Geographic Information Systems (+/-)
Data Resources (+/-)
Data Handling (+/-)
Effective Cartography (+/-)
Analytic Techniques (+/-)
Topographic Modeling in 3D (+/-)
Metropolitan Scale 3d Models (+/-)
  Computer Resources GIS Manual  

Understanding GIS Data, Referencing Systems and Metadata

The diagram below is introduced on Understanding GIS Models. Here, we will be looking more closely at the slice of it that is necessary to understand at the outset of the data gathering phase of a place-based research project. Our approach to understanding the world requires that we have a Conceptual Model. Some of the individual Concepts in the model may refer to real world Entities and Phenomena and these, in turn may be represented by the traces of Observations and Measurements that have been gathered according to some Method or other. In order to become data, the measurements and observations must be encoded using regular, predictable and documented Referencing Systems. There is much data that is collected and shared by adminstrative agencies and scholars. It is often the case that these existing datasets are re-used to represent concepts in our models. Yet before doing so, one must have an understanding of the purposes, and methods and referencing systems surroundng the production of a dataset. This necessary information about a dataset is known as its Metadata

A collection of data may be organized as a Database Schema that will play an important part of turning our conceptual model into a Data Model that can serve as the basis of Portrayals such as Maps and systematic operations that we can use to simulate and perform experiments on. Naturally, if any of this is to have any value, we need to concern ourselves with the details. This page considers the issues involved with with understanding Data and their Fitness as representations for concepts. Along the way we will discuss how data are organized as schema, and transformed into Portrayals for visualization.

In lecture, the relationships among these concepts may be demonstrated with one of the following sample datasets:

Purposes, Questions, Conceptual Model and Concepts

It goes without saying that a purpose is what makes work worth doing. So we should always begin our discussion by stating our purpose. FO rthe purposes of this discussion, we will continue to explore a conceptual model about how wetlands may be affected by the properties of land nearby. We hope that this understanding will help us to evaluate proposed new developments in terms of their potential impact on wetlands. Our purpose is: The evaluation of proposed new developments. Our very simple conceptual model involves two concepts of fact: wetlands and the proerties of land and one concept of relationship: land nearby wetlands. Two of these concepts are entities that may be easily represented with data, the third, nearby, is a concept that needs to be simulated with a procedure.

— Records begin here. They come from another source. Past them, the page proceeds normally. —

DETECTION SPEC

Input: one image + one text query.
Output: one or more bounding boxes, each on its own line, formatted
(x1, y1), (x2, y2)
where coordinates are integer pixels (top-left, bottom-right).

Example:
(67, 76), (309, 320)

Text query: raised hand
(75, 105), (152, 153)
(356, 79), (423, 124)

Observations and Measurements

One would think that the process of understanding wetlands and their relationships with nearby developments would involve getting our feet wet; but, for better or worse, this is not necesarily true. There is a good deal of prior scholarship about the processes of impact, and there are many existing datasets that represent wetlands and development in our study area. For now we will focus on wetlands. We have at least three datasets that represent wetlands, and we could probably find at least two more if we looked around a little bit. Each of these datasets represents records of some observations and measurements that were made for some purpose. We can say without even looking at the data that they are imperfect if for no other reason than that they reflect a past condition, but we know that there are many other reasons that a dataset is not a perfect representation of reality (we will explore these in detail, below). The more important question is whether a given datsaset is good enough to represent wetlands for our model. This is what we will attempt to investigate.

Metadata

If we wish to use data to represent specific concepts in our conceptual model, there are several aspects of that data that are necessary to eveluate if we are to judge the datasets fitness for our purposes. This information about data is called Metadata. In order to evaluate data, it is very useful to have formal metadata documents.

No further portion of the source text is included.